Ганс обдумал это предложение и покачал головой.
– Может быть, он действительно просто кретин, но я так не думаю. Если мы прикончим его, то бантаги мгновенно сообразят, что на третьей плавильне происходит нечто такое, что мы хотим скрыть. Я нутром чую, что они не подозревают о существовании подкопа, ведущего из цеха; иначе они бы там все вверх дном перевернули. Я хочу, чтобы ты приставил к этому человеку троих своих парней. Пусть кто-нибудь завоюет его дружбу и все время будет рядом с ним. Отвлекайте его внимание в те моменты, когда будете выносить землю или отправлять вниз новую смену.
– Нам надо вызнать, о многом ли они догадываются, – заметил Кетсвана. – Я постараюсь сделать все возможное.
– Будь осторожен.
– Может быть, стоит распустить ложный слух? – предложил Алексей. – Например, что в одном из бараков роют подземный ход или что существует план захвата паровоза прямо в мастерской по изготовлению паровых двигателей?
– Нет, – возразил Ганс. – Во-первых, тот, кто начнет распространять подобные слухи, может считать себя покойником. Бантаги схватят его и замучат до смерти. Во-вторых, тогда они только увеличат меры предосторожности. Нет, придется оставить все как есть.
Ганс перевел взгляд на Кетсвану, который кивнул, соглашаясь с его словами.
– Леша, что у нас с расписанием поездов?
– Я говорил с телеграфистом сегодня вечером, – сообщил Алексей. – Он напуган до смерти и, по-моему, не прочь дать задний ход, но я думаю, он понимает, что его ждет в этом случае. Телеграфист сказал, что в ночь Праздника Луны поезда обычно ходят по облегченному графику и на всем пути до Сианя находятся только пять или шесть составов.
– Он нас не выдаст?
– Мне пришлось пригрозить ему, что, если он нас предаст, мы убьем обоих его детей и скажем на допросах, что он участвовал в нашем заговоре с самого начала.

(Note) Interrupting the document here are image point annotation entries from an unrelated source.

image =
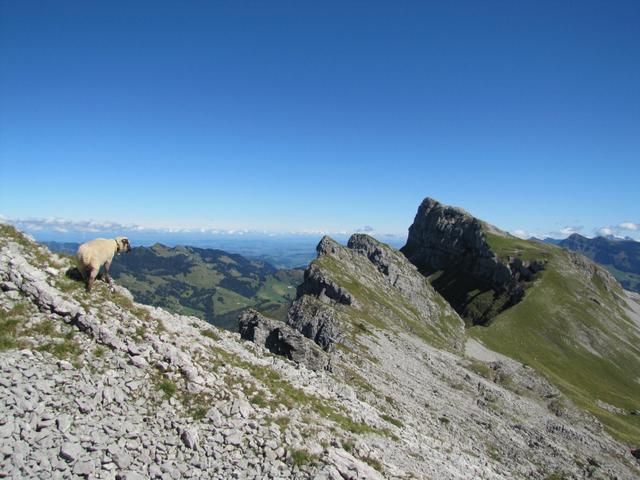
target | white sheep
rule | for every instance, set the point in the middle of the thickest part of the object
(99, 253)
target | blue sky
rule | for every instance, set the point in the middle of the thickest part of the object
(321, 116)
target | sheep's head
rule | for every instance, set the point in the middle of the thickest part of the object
(123, 244)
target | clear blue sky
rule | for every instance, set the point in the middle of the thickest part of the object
(321, 115)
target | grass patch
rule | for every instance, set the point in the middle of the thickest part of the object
(589, 350)
(392, 421)
(482, 369)
(167, 387)
(302, 457)
(373, 463)
(67, 349)
(291, 397)
(207, 332)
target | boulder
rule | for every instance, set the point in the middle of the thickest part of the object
(280, 339)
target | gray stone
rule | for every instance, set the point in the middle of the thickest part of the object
(70, 451)
(190, 438)
(283, 340)
(63, 422)
(84, 467)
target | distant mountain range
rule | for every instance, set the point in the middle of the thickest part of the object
(620, 256)
(211, 284)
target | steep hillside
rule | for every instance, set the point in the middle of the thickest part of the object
(213, 285)
(450, 247)
(620, 257)
(96, 385)
(573, 322)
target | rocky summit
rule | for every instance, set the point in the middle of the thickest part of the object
(367, 379)
(452, 247)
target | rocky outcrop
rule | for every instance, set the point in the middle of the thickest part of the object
(318, 284)
(98, 386)
(314, 320)
(374, 281)
(280, 339)
(449, 242)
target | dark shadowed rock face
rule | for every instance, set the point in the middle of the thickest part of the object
(281, 339)
(451, 245)
(444, 238)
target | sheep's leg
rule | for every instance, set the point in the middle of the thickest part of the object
(107, 278)
(91, 275)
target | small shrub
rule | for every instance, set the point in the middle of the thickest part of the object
(167, 387)
(210, 334)
(348, 445)
(373, 463)
(392, 421)
(302, 457)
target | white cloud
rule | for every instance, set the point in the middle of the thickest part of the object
(606, 231)
(629, 226)
(570, 230)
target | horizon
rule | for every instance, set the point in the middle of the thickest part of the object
(308, 119)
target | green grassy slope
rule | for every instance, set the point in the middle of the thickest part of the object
(620, 257)
(211, 284)
(572, 326)
(382, 306)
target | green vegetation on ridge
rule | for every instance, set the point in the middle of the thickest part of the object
(573, 328)
(211, 284)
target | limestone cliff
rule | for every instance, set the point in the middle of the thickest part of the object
(451, 246)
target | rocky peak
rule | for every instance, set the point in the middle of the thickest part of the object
(327, 246)
(368, 276)
(452, 245)
(99, 386)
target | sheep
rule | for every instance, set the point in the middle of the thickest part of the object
(99, 253)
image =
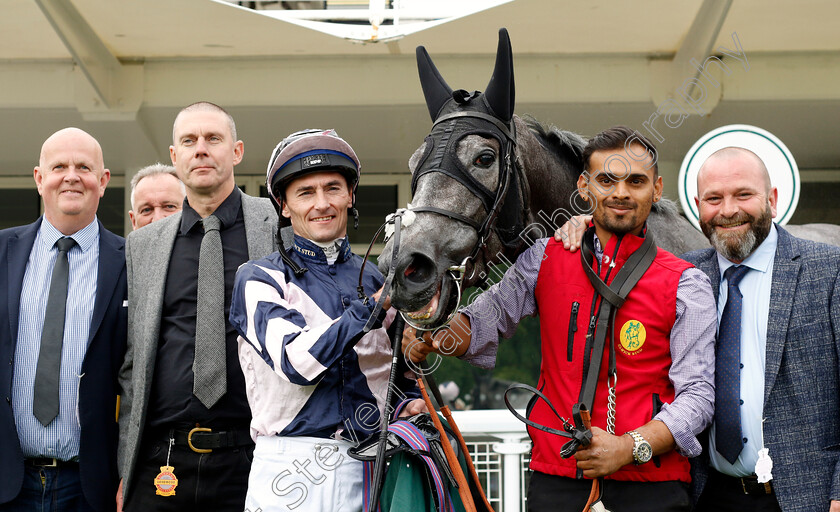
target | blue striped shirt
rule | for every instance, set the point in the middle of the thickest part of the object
(59, 439)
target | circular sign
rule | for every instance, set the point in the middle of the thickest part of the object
(784, 174)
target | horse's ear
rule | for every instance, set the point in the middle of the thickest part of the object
(435, 89)
(500, 92)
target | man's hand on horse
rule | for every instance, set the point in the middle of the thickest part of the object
(385, 305)
(416, 406)
(605, 455)
(416, 346)
(571, 233)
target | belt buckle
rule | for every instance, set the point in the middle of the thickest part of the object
(189, 440)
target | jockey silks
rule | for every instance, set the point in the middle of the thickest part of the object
(568, 306)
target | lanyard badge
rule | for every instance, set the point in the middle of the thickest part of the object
(166, 482)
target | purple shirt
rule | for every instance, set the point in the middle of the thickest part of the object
(497, 312)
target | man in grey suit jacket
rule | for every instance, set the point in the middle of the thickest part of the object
(789, 399)
(184, 420)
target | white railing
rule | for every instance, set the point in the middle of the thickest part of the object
(500, 450)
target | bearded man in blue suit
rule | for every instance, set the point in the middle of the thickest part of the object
(784, 383)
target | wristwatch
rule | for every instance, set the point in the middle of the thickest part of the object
(642, 452)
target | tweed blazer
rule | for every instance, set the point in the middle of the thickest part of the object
(802, 373)
(148, 251)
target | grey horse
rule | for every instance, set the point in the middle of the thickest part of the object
(484, 189)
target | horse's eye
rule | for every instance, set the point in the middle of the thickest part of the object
(485, 160)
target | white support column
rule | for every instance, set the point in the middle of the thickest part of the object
(511, 449)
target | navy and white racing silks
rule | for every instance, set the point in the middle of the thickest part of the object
(308, 369)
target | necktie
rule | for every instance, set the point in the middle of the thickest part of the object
(209, 372)
(45, 405)
(728, 370)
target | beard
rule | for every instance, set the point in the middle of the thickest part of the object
(738, 246)
(615, 224)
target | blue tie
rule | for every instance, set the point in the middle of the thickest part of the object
(728, 370)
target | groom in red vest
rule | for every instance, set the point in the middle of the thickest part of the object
(658, 345)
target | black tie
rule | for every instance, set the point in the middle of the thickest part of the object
(45, 405)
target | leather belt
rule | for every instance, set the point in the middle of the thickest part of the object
(747, 484)
(204, 440)
(45, 462)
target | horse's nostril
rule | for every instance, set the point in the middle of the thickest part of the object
(419, 270)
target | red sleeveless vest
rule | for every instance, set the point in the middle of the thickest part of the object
(643, 325)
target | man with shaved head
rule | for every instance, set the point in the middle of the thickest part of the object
(777, 379)
(63, 333)
(185, 407)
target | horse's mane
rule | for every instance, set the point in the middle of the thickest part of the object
(565, 144)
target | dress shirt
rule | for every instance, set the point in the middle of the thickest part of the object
(692, 347)
(755, 311)
(59, 439)
(172, 403)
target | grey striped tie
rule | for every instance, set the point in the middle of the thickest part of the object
(209, 373)
(45, 404)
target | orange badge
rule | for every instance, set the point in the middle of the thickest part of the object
(166, 482)
(632, 336)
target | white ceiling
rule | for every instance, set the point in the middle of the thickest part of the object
(579, 65)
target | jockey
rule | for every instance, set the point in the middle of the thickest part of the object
(316, 383)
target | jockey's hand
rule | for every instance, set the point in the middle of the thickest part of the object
(571, 233)
(416, 406)
(416, 346)
(605, 455)
(385, 305)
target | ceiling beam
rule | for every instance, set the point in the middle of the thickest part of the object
(677, 81)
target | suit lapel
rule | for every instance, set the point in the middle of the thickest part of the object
(151, 261)
(110, 267)
(17, 255)
(785, 280)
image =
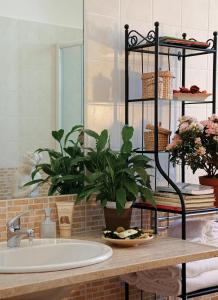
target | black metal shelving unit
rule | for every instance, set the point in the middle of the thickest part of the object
(153, 45)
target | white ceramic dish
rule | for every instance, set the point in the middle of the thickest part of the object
(128, 242)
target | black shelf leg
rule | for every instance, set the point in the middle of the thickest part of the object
(214, 71)
(126, 291)
(184, 296)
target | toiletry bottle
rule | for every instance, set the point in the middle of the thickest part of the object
(48, 227)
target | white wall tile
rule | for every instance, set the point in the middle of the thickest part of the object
(213, 12)
(167, 11)
(195, 14)
(107, 8)
(102, 42)
(102, 82)
(138, 10)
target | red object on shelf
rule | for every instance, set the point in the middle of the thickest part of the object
(170, 208)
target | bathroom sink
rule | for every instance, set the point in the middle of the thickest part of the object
(43, 255)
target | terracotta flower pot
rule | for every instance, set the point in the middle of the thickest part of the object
(204, 180)
(113, 219)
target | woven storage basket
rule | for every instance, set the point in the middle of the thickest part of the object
(163, 138)
(165, 85)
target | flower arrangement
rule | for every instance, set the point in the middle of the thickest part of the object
(196, 144)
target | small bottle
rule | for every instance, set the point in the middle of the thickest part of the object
(48, 227)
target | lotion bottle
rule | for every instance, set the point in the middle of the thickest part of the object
(48, 227)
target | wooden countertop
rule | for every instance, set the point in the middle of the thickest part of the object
(158, 253)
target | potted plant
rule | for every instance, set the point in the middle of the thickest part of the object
(117, 178)
(196, 143)
(65, 170)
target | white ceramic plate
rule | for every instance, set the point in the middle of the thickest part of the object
(128, 243)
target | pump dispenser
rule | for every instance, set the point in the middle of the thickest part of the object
(48, 227)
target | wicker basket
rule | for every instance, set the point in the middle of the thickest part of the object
(163, 138)
(165, 85)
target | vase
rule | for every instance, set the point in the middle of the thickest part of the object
(113, 219)
(211, 181)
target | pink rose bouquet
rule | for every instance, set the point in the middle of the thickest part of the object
(196, 144)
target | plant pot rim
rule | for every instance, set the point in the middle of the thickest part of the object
(208, 177)
(112, 204)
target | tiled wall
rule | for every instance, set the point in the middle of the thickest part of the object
(104, 57)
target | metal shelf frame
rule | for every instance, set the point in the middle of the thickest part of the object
(152, 44)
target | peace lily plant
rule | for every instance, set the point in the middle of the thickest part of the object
(116, 177)
(64, 173)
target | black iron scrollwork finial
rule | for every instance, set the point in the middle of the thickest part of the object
(135, 38)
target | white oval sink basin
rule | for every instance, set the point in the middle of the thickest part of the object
(44, 255)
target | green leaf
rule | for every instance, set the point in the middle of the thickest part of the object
(139, 158)
(126, 147)
(142, 173)
(46, 168)
(148, 196)
(127, 133)
(92, 133)
(34, 172)
(52, 190)
(120, 199)
(57, 135)
(131, 186)
(103, 202)
(74, 129)
(86, 193)
(102, 140)
(52, 153)
(33, 182)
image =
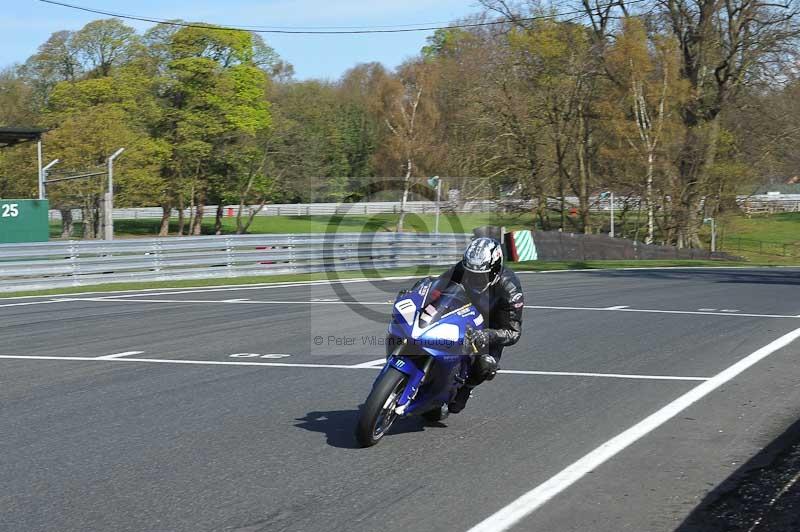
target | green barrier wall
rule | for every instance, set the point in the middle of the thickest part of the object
(23, 221)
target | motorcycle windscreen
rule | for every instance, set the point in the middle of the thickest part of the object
(442, 298)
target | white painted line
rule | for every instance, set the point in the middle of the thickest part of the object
(646, 268)
(179, 361)
(621, 308)
(528, 503)
(33, 303)
(655, 311)
(119, 355)
(372, 363)
(263, 286)
(218, 288)
(230, 301)
(603, 375)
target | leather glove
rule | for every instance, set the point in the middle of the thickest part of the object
(484, 339)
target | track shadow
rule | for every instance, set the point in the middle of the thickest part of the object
(339, 426)
(759, 496)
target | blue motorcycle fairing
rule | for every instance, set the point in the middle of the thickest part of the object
(415, 376)
(441, 338)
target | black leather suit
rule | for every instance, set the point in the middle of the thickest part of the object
(500, 304)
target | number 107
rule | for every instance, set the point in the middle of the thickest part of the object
(10, 210)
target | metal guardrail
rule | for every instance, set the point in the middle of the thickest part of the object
(750, 204)
(85, 262)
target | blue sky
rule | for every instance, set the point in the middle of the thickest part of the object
(25, 24)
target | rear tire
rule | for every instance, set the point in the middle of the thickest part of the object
(437, 414)
(378, 412)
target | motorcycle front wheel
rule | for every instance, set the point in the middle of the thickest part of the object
(378, 412)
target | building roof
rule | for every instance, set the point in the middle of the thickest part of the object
(10, 136)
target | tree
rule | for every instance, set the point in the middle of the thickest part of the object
(104, 44)
(646, 78)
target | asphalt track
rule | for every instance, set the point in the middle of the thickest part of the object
(178, 410)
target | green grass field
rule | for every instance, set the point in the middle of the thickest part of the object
(321, 224)
(773, 239)
(379, 274)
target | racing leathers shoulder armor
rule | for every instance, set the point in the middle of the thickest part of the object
(500, 304)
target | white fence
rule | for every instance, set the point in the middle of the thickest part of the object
(750, 204)
(79, 263)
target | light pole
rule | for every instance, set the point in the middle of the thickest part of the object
(612, 215)
(109, 203)
(436, 181)
(39, 166)
(43, 179)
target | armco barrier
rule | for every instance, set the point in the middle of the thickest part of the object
(78, 263)
(555, 245)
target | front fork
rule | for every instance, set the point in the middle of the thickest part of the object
(416, 377)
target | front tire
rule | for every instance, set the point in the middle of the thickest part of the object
(378, 412)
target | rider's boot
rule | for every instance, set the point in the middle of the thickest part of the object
(460, 400)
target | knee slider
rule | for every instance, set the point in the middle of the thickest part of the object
(487, 367)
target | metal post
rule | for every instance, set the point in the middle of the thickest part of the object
(109, 203)
(41, 173)
(438, 198)
(43, 179)
(713, 235)
(612, 215)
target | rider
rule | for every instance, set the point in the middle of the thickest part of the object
(496, 292)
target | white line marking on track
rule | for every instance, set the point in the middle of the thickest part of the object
(33, 303)
(230, 301)
(119, 355)
(219, 288)
(179, 361)
(655, 311)
(372, 363)
(528, 503)
(621, 308)
(603, 375)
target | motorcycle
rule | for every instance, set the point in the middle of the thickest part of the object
(429, 345)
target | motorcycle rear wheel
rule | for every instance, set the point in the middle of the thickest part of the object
(378, 412)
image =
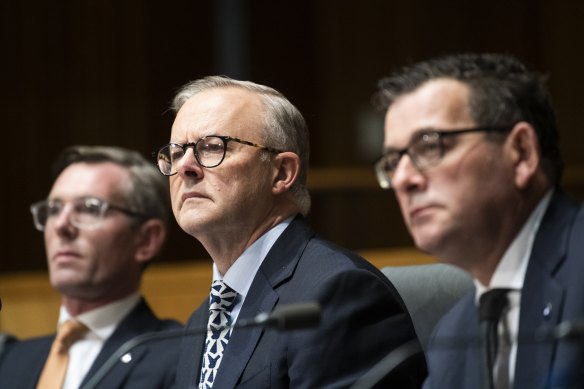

– Ты говорил со стрелочником?
– Да. Он сказал, что в решающий момент будет с нами.
– Отлично! Как обстоит дело с подкопом?
– За шесть дней должны все успеть. Это значит, что у нас еще останется один день в запасе. Сейчас мы роем под путями. Страшновато, когда над головой проходит тяжелый поезд и все начинает трястись. Слава Перму, там глина, а не песок.
Вдруг раздались два резких стука, потом, после паузы, еще два.
Ганс ждал. Десять секунд спустя послышались еще два стука. Пара листков бумаги, с кое-какими записями, связанными с их побегом, были моментально свернуты в тоненькие трубочки. Кетсвана схватил их, приподнял письменный стол и засунул бумаги в узкое отверстие, просверленное в его ножке. Алексей, стараясь не переходить на бег, вышел в коридор и с небрежным видом направился к задней двери барака, а Тамира в это время быстро достала небольшой чайник и наполнила драгоценным напитком пять чашек. Через несколько секунд дверь распахнулась, и в комнату, пригнувшись, чтобы не задеть головой притолоку, вошел Карга.
– Работаем допоздна?
– Среди наших рабочих есть больные, – объяснил надсмотрщику Ганс. – Мы перераспределяем на других их нагрузку.
Карга молча погладил рукоять своего кнута.
– Чаи распиваем?
– Ты ведь знаешь, по распоряжению кар-карта мне положено особое питание. Я стараюсь делиться продуктами с друзьями.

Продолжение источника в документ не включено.